Musik Express: Es lag also nicht daran, daß die Wings Dich zur Zeit eventuell langweilen oder daß Du unter irgendeinem Druck stehst?
Paul McCartney: Nein, ich stand auch nicht unter Druck. Es ist nur so: wenn du immer mit der Gruppe arbeitest und dann mit Produzenten und Technikern, wird alles so hochgeschraubt und du nimmst die Dinge so ernst, mißt ihnen zuviel Bedeutung bei. Es ist manchmal wie in der Schule, wo du um gute Zensuren kämpfst. Davon wollte ich mich diesmal befreien. Außerdem arbeite ich gern so. Du kannst machen, was du willst; kommen und gehen, wann du willst. Viele Leute hätten keine Lust so zu arbeiten, aber mich erinnert es an die Zeiten, als ich noch mit der Gitarre vor dem kleinen Kassettenrecorder saß und anschließend die Harmonien drauf sang. Ich habe immer gern so komponiert. Von der Möglichkeit, mir eine große Bandmaschine zu mieten, träumte ich schon mit 15. Zweimal habe ich’s auch gemacht: das erste mal für MCCARTNEY und jetzt für diese Produktion.
Für mich ist das ein großes Hobby, darum wäre diese LP auch fast nicht veröffentlicht worden. Es war ein Privatvergnügen. Darum habe ich bei der Produktion auch im Gegensatz zu sonst einiges einfach außer acht gelassen, weil ich mir immer gesagt habe: ,Das macht nichts, das wird ja sowieso keine Platte!‘ Aber dann hat jemand vorgeschlagen, das alles zu veröffentlichen, und ich dachte: .Warum nicht?
Musik Express: Wie machte sich nun der Unterschied zu Deinen sonstigen Produktionen bemerkbar?
Paul McCartney : Alle songs bis auf „Waterfalls“, was ich schon hatte, wurden von hinten nach vorn komponiert. Also anstatt einen Song zu schreiben und ihn dann einzuspielen, nahm ich diesmal zuerst auf und versuchte dann herauszufinden, was für ein Song das eigentlich ist. Ich fuhr mit dem Motorrad ins Studio und nahm irgendetwas auf, was für mein Empfinden gut klang. Eine Drum-Spur, eine Baßlinie meinetwegen oder irgendetwas, was mir an dem Tag Spaß machte, das bildete dann den Rahmenfür den Song. Nach ein paar Tagen habe ich mir’s wieder angehört, ein wenig Gitarre dazu gespielt und schließlich dann Melodie und Text ausgearbeitet. Das ist genau das Gegenteil von dem, was ich sonst tue. So wußte ich nie, wie ein Titel sich entwickeln würde, und das hatte in sich schon etwas Befreiendes. Musik Express: Das Album hört sich an wie eine hervorragende Auswahl von Demo-Bändern. Die direkte Atmosphäre der Au/nahmen blieb erhalten.
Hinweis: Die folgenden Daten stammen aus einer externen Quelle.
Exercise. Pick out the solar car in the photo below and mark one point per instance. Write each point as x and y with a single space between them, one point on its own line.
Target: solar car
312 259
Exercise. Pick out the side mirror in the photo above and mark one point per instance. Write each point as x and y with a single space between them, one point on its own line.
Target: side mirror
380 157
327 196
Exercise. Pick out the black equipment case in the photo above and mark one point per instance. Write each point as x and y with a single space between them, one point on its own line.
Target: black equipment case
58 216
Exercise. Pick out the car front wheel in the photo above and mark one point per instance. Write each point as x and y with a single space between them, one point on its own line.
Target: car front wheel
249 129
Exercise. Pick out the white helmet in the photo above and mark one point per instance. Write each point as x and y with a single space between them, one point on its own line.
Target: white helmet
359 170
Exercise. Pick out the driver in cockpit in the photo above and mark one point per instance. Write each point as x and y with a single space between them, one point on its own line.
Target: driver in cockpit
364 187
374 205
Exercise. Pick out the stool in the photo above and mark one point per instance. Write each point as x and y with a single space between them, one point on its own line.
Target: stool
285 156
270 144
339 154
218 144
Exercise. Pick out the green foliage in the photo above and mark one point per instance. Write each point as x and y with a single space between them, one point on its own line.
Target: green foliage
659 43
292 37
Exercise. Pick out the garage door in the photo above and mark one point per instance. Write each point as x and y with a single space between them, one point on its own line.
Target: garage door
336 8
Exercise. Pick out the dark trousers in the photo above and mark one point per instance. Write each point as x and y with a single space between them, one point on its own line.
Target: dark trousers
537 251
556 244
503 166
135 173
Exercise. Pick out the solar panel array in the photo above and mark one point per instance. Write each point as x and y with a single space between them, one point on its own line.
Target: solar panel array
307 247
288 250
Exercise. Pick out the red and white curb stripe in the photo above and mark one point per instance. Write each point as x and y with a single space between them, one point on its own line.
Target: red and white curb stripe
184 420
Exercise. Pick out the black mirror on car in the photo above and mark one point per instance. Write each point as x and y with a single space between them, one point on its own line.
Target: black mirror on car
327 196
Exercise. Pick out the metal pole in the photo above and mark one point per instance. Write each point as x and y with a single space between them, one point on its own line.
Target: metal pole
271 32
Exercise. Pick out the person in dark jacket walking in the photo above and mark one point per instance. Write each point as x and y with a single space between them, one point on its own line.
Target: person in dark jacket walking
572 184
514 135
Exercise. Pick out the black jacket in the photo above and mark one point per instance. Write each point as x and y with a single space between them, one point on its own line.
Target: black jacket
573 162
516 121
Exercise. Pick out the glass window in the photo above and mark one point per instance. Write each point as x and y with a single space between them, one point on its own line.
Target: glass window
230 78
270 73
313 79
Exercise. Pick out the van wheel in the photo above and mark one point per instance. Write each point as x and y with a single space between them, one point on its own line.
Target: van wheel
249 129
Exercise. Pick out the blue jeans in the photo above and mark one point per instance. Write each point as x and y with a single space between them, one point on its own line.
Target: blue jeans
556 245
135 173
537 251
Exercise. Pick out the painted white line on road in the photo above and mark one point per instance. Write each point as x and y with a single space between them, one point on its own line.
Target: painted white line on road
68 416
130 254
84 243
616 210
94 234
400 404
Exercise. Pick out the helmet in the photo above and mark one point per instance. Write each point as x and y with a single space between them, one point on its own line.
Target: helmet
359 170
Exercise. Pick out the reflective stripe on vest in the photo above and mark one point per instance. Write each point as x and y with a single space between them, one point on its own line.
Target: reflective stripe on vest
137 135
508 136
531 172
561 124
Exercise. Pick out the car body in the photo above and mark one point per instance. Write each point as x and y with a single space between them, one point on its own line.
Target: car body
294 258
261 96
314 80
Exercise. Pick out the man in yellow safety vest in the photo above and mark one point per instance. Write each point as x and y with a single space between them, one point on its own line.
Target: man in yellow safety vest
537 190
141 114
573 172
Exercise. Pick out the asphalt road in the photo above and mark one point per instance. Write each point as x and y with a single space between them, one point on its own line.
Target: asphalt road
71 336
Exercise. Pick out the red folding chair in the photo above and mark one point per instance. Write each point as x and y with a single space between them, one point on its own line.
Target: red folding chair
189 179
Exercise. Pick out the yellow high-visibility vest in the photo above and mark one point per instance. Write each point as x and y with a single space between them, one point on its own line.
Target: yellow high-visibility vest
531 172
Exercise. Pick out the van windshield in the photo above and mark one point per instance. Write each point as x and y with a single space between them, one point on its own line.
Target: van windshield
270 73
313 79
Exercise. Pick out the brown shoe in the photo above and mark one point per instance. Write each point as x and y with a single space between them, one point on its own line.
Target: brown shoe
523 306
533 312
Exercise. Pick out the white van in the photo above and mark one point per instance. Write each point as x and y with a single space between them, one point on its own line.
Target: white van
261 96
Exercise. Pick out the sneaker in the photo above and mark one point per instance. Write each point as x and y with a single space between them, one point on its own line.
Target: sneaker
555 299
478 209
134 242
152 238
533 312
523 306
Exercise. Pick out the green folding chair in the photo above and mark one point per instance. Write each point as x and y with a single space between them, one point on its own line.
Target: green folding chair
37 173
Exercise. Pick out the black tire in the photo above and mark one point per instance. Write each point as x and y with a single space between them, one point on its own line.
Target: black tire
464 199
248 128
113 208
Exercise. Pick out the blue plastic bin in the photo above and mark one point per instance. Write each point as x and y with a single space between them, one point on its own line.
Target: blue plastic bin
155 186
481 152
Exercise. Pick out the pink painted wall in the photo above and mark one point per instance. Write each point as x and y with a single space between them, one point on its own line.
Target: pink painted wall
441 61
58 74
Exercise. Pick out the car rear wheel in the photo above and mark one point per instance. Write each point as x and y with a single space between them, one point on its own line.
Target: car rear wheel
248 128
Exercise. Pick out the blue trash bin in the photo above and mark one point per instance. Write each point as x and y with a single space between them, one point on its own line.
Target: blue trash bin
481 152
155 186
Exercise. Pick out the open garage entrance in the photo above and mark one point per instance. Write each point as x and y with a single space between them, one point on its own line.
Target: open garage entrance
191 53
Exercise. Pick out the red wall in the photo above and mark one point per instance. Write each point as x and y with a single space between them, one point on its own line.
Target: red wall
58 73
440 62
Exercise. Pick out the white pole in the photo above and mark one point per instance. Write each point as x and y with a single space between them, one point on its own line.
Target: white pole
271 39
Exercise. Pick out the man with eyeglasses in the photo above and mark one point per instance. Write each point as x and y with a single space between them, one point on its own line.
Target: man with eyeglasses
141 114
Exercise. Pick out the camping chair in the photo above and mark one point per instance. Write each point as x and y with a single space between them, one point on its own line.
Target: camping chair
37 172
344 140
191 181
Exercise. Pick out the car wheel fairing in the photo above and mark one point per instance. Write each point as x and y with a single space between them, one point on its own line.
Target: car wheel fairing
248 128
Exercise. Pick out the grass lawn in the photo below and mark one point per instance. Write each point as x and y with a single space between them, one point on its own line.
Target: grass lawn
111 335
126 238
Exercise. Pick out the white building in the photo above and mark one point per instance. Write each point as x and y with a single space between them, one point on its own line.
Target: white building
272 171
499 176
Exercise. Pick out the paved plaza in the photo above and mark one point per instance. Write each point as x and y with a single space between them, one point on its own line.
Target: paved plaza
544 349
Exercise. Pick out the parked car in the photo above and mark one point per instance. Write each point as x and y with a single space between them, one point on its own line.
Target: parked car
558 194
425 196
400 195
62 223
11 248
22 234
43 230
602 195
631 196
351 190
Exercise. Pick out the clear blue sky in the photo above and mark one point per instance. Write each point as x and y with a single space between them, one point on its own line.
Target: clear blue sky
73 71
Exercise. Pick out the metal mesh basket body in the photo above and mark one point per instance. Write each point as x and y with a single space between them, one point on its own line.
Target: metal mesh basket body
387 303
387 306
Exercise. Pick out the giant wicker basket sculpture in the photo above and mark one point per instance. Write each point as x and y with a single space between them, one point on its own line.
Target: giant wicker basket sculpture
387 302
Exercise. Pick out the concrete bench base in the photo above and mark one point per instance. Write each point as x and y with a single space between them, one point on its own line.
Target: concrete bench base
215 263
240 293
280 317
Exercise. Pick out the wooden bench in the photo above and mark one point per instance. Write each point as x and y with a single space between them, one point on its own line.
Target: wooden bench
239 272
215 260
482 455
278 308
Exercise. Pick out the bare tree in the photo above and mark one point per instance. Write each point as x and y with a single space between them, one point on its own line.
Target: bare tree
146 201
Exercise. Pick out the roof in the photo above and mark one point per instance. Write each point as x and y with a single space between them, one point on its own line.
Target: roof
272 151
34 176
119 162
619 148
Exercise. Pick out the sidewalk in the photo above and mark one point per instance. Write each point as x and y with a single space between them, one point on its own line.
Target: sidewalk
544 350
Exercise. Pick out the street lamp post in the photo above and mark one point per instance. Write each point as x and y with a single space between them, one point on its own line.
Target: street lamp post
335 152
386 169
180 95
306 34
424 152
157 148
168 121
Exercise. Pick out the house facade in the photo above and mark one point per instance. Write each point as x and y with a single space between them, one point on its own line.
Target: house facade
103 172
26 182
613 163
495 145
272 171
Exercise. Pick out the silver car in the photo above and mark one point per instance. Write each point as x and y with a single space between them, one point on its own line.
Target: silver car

Paul McCartney: Ja, wenn du ständig mit stark produziertem, klinischem und hochgestochenem Material zu tun hast, denkst du dir schließlich: .Vielleicht ist das gar nicht mehr das, worauf es ankommt. Vielleicht kommt es mehr auf das Feeling an.‘ Darum habe ich gegen die Technologie gearbeitet, mehr hin zum Gefühl in der Musik. Darum gibt es hier und da ein paar Unebenheiten. Es war schon eine verrückte Art zu arbeiten. Ein Techniker würde mir nicht glauben, wie ich es gemacht habe. 18 Tracks habe ich insgesamt eingespielt, und ich hatte nie den Eindruck, daß es Arbeit war. Das heißt jedoch nicht, daß jedes weitere Album jetzt genauso entsteht Möglicherweise will ich das nächste Mal wieder professioneller arbeiten, denn die Art habe ich jetzt von der Seele und würde nun gerne perfektionieren, was ich auf diesem Album versucht habe. Musik Express: Hast Du befürchtet, daß die Kritiker auf dieses Album negativ reagieren würden ? Paul McCartney: Ja, so war’s. Normalerweise bin ich immer ziemlich ängstlich, wenn ich eine Platte veröffentliche – wegen der Kritiker und ihrer Reaktionen. Ich kenne die guten Passagen dieser LP, aber ich weiß nicht, ob die Kritiker sie ebenfalls schon bemerken, wenn sie das Album die ersten paar Male anhören. Sie beziehen sich ja meistens auf das, was du vor dieser Produktion gemacht hast. Sie können kaum zehn Jahre vorausdenken und sagen, Ja, das war schon ein verrücktes Soloalbum, aber es lief ganz gut.‘ So bist du immer am kämpfen. Ich dachte schon auf die Kritiker, wollte aber, ich täte es nicht. Musik Express: Als bekannt wurde, daß Du ein Solo-Album vorbereitest, gab es die Vermutung, daß dies ein Versuch wäre, den Kritikern mal wieder eine positive Stellungnahme herauszulocken, nachdem sie an den vergangenen zwei Wings-Alben kein gutes Haar gelassen hatten.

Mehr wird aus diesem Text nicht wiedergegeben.